There are a many cross validation methods, the best known are: K-Folds Cross Validation and Leave One Out Cross Validation. In our case, we will use the first one: we will split our data into K different subsets using k-1 subsets as our training set and the last as our test data. In order to tune our hyperparameters, we will perform many iterations on the K-subset cross validation but using different model settings each time. Afterwards, we compare all models and select the best one; then, we will train the best model in the full training set and evaluate it on the testing set. We will take advantage of GridSearchCV package in Scikit-learn to perform this task.
We will determine the parameters and values that we want to optimize and then we will performed the GridSearchCV and set the best parameters obtained to our model.
As we can see above our GridSearchCV improve our accuracy from 74 to 77%. Even though that it’s not a great improvement, it has been reported that with this dataset other studies reached only an accuracy of 80%. So considering this and the fact that the dataset has many missing data and it’s not big (only 155 samples) we can go on and analyse other model metrics.
Test set metrics
Now that we have optimized our hyperparameters, we will proceed to evaluate our model. First of all, we will create a confusion matrixthat will tell us the True Negative, False positive, False negative and True Positive values according to our predicted values and plot it using seaborn heatmap:
True Negative (TN)| False positive(FP)
— — — — — — — — — — — — — — — —
False negative (FN)| True positive (TP)
Analysing the confusion matrix, we can expect that our model shows a higher recall (TP/TP+FN) than precision (TP/TP+FP) but both parameters will be higher than the accuracy(TP+TN)/Total. These three parameters can be taken into consideration according to what we consider our model needs to solve. We will come back to these afterwards.
We can further investigate the False positive rates and true positive rates using ROC Curve and calculating the area under the curve that it is also a metric of the prediction power of our model (if the value is closer to 1 means that our model does a good job in differentiating a random sample into the two classes).
From the ROC curve, we learned that our model does not do a good job in distinguishing between both classes as the auc is 0.60. We could improve this issue by collecting and adding more data to the model.
Last, we can analyse the precision-recall curve:
We can observe that the precision-recall relationship is quite constant for the different values, indicating that our model has a good precision and recall. This is due to the fact that the True Positive values are quite high compared to the true negative, false positive and false negative.
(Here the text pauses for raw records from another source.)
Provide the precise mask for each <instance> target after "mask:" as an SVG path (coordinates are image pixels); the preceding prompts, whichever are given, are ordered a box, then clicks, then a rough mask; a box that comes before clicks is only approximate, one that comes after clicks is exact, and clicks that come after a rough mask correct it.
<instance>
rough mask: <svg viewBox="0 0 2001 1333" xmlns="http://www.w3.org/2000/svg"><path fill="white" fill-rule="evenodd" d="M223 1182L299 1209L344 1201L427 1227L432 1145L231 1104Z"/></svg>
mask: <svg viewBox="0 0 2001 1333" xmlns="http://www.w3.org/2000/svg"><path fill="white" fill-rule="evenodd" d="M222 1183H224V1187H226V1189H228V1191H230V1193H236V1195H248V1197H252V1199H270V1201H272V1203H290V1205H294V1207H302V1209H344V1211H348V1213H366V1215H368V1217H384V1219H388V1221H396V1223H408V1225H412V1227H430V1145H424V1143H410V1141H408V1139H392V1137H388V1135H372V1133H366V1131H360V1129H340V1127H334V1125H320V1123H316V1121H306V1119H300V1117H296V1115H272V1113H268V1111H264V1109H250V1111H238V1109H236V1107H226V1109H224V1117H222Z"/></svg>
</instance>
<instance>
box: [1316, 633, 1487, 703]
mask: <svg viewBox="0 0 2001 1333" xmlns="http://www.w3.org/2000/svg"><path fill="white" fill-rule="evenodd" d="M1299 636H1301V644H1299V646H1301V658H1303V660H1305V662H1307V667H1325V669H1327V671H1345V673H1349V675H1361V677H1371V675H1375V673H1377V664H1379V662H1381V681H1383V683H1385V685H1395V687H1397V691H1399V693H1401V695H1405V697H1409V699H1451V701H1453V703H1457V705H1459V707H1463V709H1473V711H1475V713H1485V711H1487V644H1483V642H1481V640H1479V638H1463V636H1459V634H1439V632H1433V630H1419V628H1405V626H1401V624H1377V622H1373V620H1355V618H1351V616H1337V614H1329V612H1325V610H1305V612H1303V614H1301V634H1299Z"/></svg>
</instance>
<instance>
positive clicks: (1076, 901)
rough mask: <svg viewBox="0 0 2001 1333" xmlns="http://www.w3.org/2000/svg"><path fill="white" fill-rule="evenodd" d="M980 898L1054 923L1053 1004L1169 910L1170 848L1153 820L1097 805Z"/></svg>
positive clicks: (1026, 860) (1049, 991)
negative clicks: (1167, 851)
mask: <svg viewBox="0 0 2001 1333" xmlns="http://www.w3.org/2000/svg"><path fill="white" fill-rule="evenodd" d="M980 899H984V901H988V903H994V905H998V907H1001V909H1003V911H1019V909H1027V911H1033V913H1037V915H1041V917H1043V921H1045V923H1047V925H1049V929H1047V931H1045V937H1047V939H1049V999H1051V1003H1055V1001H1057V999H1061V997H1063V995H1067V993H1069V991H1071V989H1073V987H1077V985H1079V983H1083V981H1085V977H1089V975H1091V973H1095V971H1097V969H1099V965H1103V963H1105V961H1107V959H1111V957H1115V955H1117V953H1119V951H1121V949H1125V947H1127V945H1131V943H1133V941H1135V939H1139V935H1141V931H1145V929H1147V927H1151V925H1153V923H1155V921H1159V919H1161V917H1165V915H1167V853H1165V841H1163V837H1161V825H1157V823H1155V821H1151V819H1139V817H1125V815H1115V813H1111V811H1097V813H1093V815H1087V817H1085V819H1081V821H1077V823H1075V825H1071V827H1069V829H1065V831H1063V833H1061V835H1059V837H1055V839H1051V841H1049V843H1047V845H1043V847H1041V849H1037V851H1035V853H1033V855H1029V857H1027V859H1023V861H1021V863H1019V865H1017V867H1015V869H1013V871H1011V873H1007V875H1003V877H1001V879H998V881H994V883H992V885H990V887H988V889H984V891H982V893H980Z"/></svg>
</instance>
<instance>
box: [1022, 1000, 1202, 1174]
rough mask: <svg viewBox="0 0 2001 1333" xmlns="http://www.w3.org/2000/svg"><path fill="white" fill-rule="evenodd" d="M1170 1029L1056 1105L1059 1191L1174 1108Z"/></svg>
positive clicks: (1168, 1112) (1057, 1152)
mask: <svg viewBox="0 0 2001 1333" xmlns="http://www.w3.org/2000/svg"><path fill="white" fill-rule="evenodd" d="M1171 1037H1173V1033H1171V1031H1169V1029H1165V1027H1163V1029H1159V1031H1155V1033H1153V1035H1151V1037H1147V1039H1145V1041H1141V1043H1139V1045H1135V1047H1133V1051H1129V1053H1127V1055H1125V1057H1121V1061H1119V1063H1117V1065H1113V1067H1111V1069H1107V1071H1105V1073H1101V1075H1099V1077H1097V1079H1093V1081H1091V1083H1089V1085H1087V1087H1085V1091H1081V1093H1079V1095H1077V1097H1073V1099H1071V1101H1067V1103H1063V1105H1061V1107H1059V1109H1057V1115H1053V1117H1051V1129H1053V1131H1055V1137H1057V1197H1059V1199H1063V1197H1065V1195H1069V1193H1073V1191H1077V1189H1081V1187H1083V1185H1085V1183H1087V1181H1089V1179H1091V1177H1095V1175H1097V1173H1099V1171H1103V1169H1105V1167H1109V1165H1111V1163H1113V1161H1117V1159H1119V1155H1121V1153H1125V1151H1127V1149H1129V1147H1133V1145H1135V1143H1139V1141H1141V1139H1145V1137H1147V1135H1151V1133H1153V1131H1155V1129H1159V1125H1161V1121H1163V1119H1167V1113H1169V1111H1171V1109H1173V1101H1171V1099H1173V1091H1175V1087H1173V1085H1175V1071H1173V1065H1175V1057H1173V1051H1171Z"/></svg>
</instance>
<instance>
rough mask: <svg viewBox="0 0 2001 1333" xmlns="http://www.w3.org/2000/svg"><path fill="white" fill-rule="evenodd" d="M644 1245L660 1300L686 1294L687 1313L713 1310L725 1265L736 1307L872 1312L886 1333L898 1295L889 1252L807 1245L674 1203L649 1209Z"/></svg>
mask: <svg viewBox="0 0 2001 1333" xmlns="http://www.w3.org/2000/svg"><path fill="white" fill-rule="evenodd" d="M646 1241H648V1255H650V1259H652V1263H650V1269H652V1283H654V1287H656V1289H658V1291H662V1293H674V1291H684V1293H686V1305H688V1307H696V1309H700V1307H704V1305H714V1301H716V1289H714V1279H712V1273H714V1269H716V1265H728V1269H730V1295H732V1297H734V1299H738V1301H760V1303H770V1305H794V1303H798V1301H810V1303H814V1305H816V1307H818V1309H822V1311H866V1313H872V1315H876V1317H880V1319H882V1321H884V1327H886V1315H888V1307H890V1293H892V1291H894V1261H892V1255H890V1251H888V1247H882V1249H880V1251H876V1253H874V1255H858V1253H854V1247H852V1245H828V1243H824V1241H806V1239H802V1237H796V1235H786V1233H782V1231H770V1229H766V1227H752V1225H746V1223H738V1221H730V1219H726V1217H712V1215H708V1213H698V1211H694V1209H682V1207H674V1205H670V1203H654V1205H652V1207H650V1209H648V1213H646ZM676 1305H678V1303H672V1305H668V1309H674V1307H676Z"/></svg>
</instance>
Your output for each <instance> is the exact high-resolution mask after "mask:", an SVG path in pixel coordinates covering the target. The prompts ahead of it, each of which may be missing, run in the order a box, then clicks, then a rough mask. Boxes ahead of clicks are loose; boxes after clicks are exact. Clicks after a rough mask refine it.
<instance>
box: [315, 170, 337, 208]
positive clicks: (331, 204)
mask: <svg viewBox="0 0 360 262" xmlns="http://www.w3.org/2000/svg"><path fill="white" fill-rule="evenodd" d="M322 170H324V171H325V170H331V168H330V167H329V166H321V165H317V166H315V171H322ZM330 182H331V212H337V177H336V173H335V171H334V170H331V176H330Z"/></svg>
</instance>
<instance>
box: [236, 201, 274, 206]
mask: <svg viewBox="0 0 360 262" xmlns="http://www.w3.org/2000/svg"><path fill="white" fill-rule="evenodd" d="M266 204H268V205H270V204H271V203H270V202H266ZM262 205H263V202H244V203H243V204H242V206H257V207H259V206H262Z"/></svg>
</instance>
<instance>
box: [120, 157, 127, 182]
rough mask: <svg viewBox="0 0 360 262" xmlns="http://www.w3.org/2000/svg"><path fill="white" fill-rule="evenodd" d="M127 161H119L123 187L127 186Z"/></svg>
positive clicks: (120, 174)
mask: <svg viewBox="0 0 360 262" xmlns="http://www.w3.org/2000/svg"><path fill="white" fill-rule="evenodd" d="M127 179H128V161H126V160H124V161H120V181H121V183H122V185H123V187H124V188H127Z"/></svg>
It is important to remember that because of the formula of recall and precision, when one is high the other one is low pushing us to find a balance where both are high enough for our model.
Interpreting the results
The last thing that we could do before finishing our project is to evaluate the variable importance, that is to quantify how useful every variable is for our model.
We can observe that age, protime, alk_phosphate, bilirubin, malaise, ascites are some of the most important variables for our model. This reflects what we have seen previously in our EDA and reinforces the importance of performing this exploratory analysis before starting the machine learning algorithm.
So after applying random forest to our dataset, we can conclude that our best model was able to predict survival from patients with hepatitis with an accuracy of 77% and a precision and recall of around 80%. This is not the best situacion since we want our model to perform better, specially in this case that involves survival of patients. However, the moderate good results could be due to the small database and the large number of missing values.